Sur les frais liés au litige :
15. Les dispositions de l’article L. 761-1 du code de justice administrative font obstacle à ce que soit mise à la charge de la société Relyens Mutual Insurance, qui n’est pas la partie perdante dans la présente instance, les sommes que F national d’indemnisation des accidents médicaux, des affections iatrogènes et des infections nosocomiales demande au titre des frais exposés et non compris dans les dépens. Il y a lieu, en revanche, de faire application de ces dispositions et de mettre à la charge de F national d’indemnisation des accidents médicaux, des affections iatrogènes et des infections nosocomiales une somme de 2 500 euros au titre des frais exposés par la société Relyens Mutual Insurance et non compris dans les dépens.
D E C I D E :
Article 1er : Les titres exécutoires des 31 mai 2021, 20 août 2021, 9 décembre 2022, 13 mars 2023 et 15 avril 2024 d’un montant total de 435 492,01 euros émis par le directeur général de F national d’indemnisation des accidents médicaux, des affections iatrogènes et des infections nosocomiales sont annulés.
Article 2 : La société Relyens Mutual Insurance est déchargée de l’obligation de payer correspondant aux titres exécutoires annulés.
Article 3 : F national d’indemnisation des accidents médicaux, des affections iatrogènes et des infections nosocomiales versera à la société Relyens Mutual Insurance la somme de 2 500 euros sur le fondement des dispositions de l’article L. 761-1 du code de justice administrative.
Article 4 : Les conclusions reconventionnelles de F national d’indemnisation des accidents médicaux, des affections iatrogènes et des infections nosocomiales et ses conclusions présentées sur le fondement de l’article L. 761-1 du code de justice administrative sont rejetées.
Article 5 : Le présent jugement sera notifié à la société Relyens Mutual Insurance et à F national d’indemnisation des accidents médicaux, des affections iatrogènes et des infections nosocomiales.

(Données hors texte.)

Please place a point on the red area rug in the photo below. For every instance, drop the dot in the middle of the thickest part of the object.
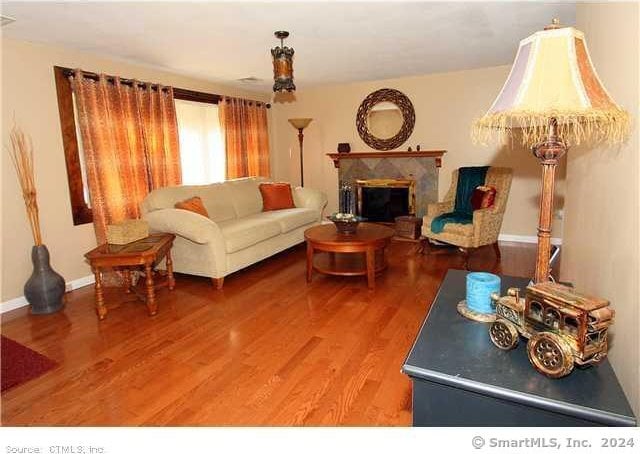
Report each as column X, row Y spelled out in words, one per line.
column 20, row 364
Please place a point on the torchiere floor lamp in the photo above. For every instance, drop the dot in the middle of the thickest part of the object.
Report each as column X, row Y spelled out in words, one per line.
column 300, row 124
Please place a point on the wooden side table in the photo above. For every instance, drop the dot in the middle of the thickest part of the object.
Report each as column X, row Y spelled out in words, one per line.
column 144, row 253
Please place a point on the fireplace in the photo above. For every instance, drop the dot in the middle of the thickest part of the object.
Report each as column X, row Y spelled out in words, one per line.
column 382, row 200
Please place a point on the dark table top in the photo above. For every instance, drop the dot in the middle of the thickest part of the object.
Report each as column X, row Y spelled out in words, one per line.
column 455, row 351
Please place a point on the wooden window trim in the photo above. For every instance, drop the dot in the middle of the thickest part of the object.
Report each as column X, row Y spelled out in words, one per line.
column 81, row 212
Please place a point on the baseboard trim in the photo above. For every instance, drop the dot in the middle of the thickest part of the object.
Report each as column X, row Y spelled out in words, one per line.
column 526, row 239
column 21, row 301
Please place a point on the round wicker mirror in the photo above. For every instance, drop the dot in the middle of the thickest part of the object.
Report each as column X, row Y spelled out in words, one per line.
column 385, row 119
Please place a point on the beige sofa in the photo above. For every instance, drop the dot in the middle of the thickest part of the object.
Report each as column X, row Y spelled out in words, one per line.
column 237, row 233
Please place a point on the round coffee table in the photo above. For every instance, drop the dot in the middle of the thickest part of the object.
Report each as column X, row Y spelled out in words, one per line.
column 358, row 254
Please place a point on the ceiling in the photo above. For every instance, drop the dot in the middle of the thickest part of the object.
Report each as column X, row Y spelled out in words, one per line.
column 335, row 42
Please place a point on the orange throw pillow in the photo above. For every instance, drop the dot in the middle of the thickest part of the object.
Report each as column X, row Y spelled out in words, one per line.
column 276, row 196
column 193, row 204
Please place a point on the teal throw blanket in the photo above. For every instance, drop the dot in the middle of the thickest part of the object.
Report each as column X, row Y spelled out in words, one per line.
column 469, row 178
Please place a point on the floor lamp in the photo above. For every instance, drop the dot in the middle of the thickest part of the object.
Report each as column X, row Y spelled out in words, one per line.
column 300, row 124
column 552, row 98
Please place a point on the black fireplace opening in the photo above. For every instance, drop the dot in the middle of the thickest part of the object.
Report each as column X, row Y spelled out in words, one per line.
column 381, row 204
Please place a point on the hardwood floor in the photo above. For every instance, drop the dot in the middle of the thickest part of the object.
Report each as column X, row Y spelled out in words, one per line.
column 268, row 349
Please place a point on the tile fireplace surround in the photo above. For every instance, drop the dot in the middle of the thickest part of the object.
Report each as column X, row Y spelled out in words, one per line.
column 421, row 166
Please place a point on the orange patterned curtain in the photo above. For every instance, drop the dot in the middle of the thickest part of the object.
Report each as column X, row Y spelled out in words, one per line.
column 244, row 124
column 130, row 144
column 160, row 128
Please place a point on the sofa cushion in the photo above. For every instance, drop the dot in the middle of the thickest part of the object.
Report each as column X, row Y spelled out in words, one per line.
column 276, row 196
column 241, row 233
column 215, row 197
column 291, row 219
column 193, row 204
column 245, row 196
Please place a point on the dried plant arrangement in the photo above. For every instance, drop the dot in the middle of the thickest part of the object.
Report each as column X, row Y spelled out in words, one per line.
column 21, row 152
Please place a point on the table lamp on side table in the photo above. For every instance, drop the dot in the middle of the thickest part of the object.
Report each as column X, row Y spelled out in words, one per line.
column 554, row 97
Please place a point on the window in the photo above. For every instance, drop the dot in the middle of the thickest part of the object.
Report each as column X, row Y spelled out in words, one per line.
column 72, row 143
column 202, row 153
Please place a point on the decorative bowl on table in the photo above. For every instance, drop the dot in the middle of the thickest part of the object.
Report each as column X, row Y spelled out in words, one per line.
column 346, row 223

Délibéré après l’audience du 6 décembre 2024, à laquelle siégeaient :
Mme Caraës, présidente,
M. Jurie, premier conseiller,
Mme Bollon, première conseillère.
Rendu public par mise à disposition au greffe le 20 décembre 2024.
La rapporteure,
L. BOLLON
La présidente,
R. CARAËS La greffière,
F. LLORACH
La République mande et ordonne à la ministre de la santé et de l’accès aux soins, en ce qui la concerne, ou à tous commissaires de justice à ce requis, en ce qui concerne les voies de droit commun contre les parties privées, de pourvoir à l’exécution du présent jugement.